El libro de Hitler es un fruto podrido de la filosofía de la historia, pero, por el terremoto a que dio lugar en Europa, es obligado reparar en su argumentación.
Lo primero es que, en línea con las ideas de Gobineau, de lo que se trata es de luchar por la cultura, que está ligada a la raza, siendo la de la raza aria la más elevada en la historia de la humanidad, de modo que cuando ésta ha mezclado su sangre con la de pueblos inferiores, la cultura superior se malogra. Como en América del Norte la población es principalmente germana, dice Hitler a modo de ejemplo, por no haber habido apenas mezcla con los pueblos de color, su civilización es superior a la de América Central y del Sur, de población latina mezclada en gran escala con los aborígenes. El elemento germano del Norte dominará siempre el continente entero siempre que no cometa “la ignominia de mezclar su sangre” (Cap. 11. La nacionalidad y la raza)
Los arios son los únicos capacitados para crear, conservar y propagar la cultura. Por eso les corresponde también el dominio sobre las razas inferiores (Ibidem) Si desaparecieran de la faz de la tierra el globo terráqueo se sumiría de nuevo en la espantosa tiniebla de una época de barbarie (2ª parte, cap.

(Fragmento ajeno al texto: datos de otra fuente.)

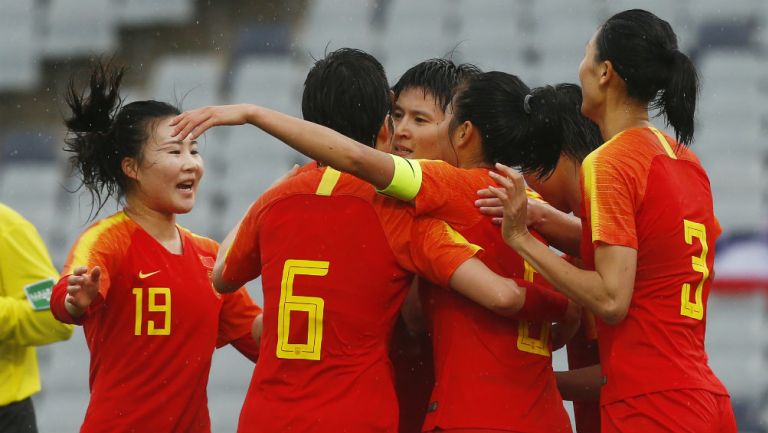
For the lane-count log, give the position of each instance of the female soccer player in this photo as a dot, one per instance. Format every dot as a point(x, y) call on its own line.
point(649, 234)
point(494, 120)
point(138, 283)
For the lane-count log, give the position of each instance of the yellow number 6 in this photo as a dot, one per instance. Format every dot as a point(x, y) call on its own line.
point(313, 306)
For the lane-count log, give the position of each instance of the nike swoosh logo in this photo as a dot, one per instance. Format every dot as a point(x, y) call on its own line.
point(142, 275)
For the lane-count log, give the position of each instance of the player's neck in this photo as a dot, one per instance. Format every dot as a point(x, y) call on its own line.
point(622, 114)
point(161, 226)
point(471, 155)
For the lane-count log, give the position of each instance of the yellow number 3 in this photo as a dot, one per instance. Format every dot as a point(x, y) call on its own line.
point(313, 306)
point(695, 309)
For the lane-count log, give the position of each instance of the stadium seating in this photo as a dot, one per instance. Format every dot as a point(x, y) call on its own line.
point(542, 41)
point(19, 46)
point(148, 12)
point(81, 28)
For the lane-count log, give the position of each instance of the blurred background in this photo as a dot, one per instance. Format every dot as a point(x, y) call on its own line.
point(201, 52)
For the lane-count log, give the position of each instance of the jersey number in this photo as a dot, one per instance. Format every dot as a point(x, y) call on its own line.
point(311, 305)
point(153, 307)
point(695, 309)
point(526, 343)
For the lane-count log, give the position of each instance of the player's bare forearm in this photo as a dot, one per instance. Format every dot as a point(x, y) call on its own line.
point(477, 282)
point(605, 293)
point(221, 284)
point(562, 230)
point(582, 384)
point(315, 141)
point(326, 146)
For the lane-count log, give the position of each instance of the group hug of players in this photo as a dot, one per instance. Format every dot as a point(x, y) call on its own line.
point(411, 181)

I. Ideología y partido), como ha sucedido siempre: las viejas culturas han fenecido por mezclar su sangre y dejar decaer la raza.

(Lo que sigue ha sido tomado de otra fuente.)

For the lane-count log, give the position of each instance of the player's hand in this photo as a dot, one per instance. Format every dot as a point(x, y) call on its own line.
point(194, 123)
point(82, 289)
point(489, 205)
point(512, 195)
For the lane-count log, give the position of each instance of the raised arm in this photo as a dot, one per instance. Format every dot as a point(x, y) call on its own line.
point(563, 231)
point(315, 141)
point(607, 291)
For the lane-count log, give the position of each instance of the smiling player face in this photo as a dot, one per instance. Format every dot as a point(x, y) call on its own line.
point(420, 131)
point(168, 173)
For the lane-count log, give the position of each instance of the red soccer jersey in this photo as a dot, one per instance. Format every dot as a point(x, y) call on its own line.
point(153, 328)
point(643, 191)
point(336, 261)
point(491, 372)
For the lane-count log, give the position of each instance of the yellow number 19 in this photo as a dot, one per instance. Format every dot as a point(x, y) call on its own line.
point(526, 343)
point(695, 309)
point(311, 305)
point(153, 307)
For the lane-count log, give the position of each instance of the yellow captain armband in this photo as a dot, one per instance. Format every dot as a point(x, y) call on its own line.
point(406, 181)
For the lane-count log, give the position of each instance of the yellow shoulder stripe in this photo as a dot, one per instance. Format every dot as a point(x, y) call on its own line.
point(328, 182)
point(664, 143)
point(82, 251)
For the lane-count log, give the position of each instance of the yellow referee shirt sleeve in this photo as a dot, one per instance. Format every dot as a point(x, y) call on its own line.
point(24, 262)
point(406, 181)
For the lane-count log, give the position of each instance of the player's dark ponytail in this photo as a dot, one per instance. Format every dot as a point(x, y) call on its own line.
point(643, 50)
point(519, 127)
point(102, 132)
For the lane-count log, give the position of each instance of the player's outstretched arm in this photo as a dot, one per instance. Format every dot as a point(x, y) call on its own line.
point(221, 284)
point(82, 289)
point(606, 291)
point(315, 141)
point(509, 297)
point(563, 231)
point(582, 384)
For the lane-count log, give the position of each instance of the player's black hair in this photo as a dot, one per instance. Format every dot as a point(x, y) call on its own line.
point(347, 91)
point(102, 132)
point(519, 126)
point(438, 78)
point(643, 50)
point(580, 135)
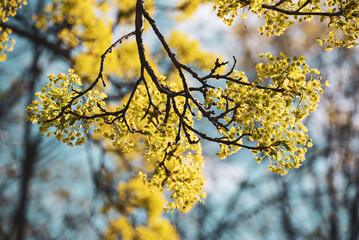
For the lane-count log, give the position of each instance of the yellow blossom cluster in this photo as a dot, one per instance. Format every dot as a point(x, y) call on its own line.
point(64, 109)
point(342, 17)
point(48, 110)
point(7, 8)
point(135, 195)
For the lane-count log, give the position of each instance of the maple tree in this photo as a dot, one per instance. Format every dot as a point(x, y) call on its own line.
point(162, 109)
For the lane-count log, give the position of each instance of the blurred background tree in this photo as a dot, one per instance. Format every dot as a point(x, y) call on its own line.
point(53, 192)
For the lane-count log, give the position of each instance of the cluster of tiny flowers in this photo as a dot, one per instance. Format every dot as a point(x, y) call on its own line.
point(58, 110)
point(182, 177)
point(7, 8)
point(343, 32)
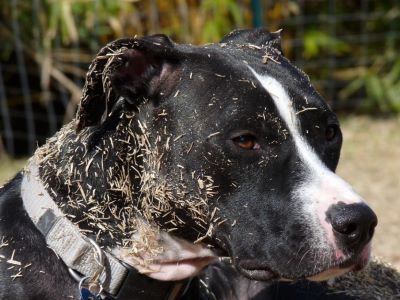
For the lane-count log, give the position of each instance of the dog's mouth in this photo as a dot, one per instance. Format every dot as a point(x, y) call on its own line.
point(350, 263)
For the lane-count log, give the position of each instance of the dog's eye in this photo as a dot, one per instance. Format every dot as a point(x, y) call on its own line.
point(331, 132)
point(246, 141)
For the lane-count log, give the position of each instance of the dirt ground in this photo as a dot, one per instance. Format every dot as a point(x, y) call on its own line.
point(370, 161)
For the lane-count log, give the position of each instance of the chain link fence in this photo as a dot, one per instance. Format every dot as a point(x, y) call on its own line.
point(347, 48)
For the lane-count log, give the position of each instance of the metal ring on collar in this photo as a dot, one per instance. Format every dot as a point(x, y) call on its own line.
point(100, 259)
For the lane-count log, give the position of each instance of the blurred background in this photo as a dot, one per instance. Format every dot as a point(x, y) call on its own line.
point(350, 49)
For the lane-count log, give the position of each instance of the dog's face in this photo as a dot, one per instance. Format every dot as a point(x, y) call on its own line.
point(239, 151)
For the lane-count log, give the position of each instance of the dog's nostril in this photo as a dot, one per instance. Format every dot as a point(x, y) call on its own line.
point(353, 224)
point(349, 229)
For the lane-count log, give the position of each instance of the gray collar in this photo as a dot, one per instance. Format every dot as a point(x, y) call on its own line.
point(100, 270)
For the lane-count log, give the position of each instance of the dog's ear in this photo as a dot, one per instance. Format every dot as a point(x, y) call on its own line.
point(260, 37)
point(129, 69)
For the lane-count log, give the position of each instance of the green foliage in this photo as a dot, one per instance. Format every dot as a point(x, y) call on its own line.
point(317, 42)
point(382, 88)
point(57, 35)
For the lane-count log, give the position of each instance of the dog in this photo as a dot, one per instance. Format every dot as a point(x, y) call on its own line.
point(182, 158)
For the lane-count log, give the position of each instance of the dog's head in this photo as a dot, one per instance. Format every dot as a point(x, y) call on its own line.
point(227, 145)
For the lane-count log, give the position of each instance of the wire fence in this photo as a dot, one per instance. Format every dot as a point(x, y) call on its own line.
point(334, 43)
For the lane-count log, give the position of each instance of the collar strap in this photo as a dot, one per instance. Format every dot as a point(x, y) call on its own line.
point(81, 254)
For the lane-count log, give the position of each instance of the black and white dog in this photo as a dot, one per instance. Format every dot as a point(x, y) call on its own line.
point(181, 155)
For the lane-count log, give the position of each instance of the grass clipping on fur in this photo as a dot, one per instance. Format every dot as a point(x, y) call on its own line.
point(378, 281)
point(109, 186)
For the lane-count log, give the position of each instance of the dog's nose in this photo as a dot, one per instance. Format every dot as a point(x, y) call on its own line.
point(353, 224)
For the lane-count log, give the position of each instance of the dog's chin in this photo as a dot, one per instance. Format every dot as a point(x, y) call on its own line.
point(258, 274)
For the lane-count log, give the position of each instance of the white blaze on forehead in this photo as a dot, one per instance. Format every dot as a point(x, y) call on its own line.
point(320, 187)
point(287, 112)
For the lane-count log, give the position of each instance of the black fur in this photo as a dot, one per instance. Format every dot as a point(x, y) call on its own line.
point(207, 97)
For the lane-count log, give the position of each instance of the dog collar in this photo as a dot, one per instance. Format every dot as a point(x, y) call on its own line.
point(101, 273)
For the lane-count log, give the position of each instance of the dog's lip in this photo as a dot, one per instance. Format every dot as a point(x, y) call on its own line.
point(188, 260)
point(256, 273)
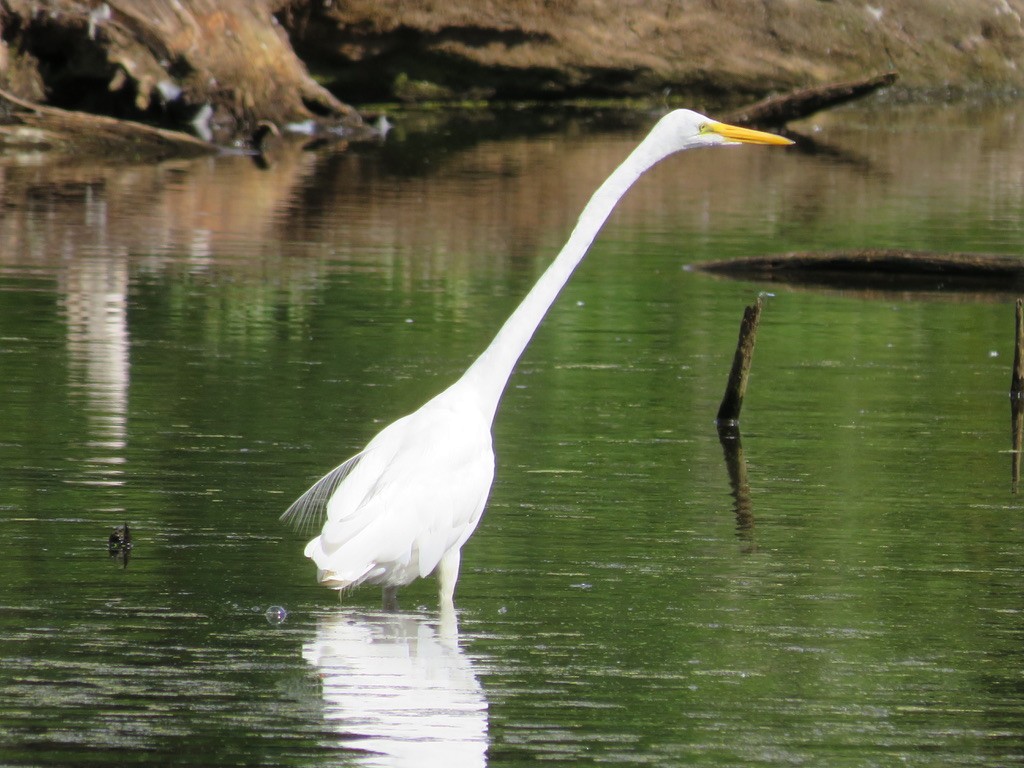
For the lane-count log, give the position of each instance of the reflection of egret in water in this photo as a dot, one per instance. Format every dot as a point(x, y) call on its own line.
point(398, 686)
point(95, 300)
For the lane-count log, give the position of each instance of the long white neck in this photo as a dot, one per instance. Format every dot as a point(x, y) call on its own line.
point(488, 375)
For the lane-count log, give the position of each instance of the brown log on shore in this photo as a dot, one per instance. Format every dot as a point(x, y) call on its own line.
point(774, 112)
point(65, 131)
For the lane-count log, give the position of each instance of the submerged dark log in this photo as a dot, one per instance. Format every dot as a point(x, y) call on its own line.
point(882, 268)
point(775, 112)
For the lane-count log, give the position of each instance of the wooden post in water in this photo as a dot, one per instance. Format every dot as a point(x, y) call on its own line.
point(728, 412)
point(1017, 397)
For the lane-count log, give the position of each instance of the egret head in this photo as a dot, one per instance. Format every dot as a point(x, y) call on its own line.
point(685, 128)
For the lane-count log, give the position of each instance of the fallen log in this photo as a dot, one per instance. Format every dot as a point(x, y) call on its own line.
point(775, 112)
point(28, 125)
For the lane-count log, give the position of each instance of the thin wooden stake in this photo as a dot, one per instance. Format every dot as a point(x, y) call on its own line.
point(1017, 381)
point(1017, 399)
point(728, 412)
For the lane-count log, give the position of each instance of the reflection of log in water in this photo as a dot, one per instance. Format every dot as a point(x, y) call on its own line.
point(732, 448)
point(1017, 397)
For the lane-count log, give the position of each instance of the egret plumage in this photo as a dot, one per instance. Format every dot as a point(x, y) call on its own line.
point(403, 507)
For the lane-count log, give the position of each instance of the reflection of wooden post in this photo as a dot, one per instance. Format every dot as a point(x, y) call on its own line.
point(728, 412)
point(732, 448)
point(1017, 397)
point(1017, 381)
point(1017, 426)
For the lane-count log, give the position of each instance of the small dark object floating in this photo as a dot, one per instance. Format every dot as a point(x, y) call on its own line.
point(119, 544)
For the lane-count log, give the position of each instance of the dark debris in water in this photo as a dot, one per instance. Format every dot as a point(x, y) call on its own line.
point(119, 544)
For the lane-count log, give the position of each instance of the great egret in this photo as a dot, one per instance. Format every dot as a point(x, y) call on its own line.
point(402, 507)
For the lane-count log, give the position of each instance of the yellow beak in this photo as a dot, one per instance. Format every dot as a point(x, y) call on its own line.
point(742, 135)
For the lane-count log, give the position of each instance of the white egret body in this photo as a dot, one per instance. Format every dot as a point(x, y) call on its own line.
point(403, 507)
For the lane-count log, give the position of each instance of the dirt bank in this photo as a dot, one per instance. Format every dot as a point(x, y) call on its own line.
point(220, 67)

Puesto que el crimen más execrable que puede cometerse consiste en permitir que se hunda en el cieno la cultura humana porque se permita exterminar a quienes la encarnan (Ibidem), un estado racista tiene el supremo deber de proteger la cultura protegiendo sus elementos raciales de origen, los hombres arios, los únicos capaces de crearla. El judío es el polo opuesto, un fermento de descomposición, “el factor de disolución de la cultura humana” (Segunda parte. Capítulo cuarto. La personalidad y la concepción nacionalista del Estado).
Éstas son algunas de las razones que exhibe Hitler en su libro. El delirio antisemita no estaba presente en el conde de Gobineau. Cuando habla de los judíos dice, por ejemplo, lo siguiente:
Los viajeros modernos saben a costa de qué sabios esfuerzos lograron los agrónomos israelitas mantener su fecundidad artificial. Dado que esta raza elegida ya no habita en sus montañas y llanuras, el pozo donde bebían los rebaños de Jacob está lleno de arena, el viñedo de Nabot ha sido invadido por el desierto, al igual que el sitio del palacio de Acbab. Y en este rincón miserable del mundo, ¿qué eran los judíos? Repito, un pueblo hábil en todo lo que emprendió, un pueblo libre, un pueblo fuerte, un pueblo inteligente, y que, antes de perder valientemente, con las armas en la mano, el título de nación independiente, había proporcionado al mundo casi tantos médicos. como comerciantes. [1]
¿No habría podido ser el pueblo judío el modelo de raza aria cuya decadencia deploraba Hitler? Sin duda, pero él y sus seguidores se dejaron llevar del odio al judío, en el que concentraron todos los males que causan el declive y destrucción de la cultura, por lo que había que destruirlos.
En medio de las atrocidades cometidas, el objetivo era la preservación de la cultura superior humana, que se entendió como el deber máximo del estado germano, un deber que tendría que atender en primer lugar a la purifación de la raza aria. Dicha raza era la base biológica, material, y la cultura el ideal espiritual.
[1] Gobineau, Essai…, Librairie de Firmin – Didot, et C., Imprimeurs de l’ institute, Rue Jacob, 6, 1884, 2ª ed., I Tome, página 59. Traducción propia.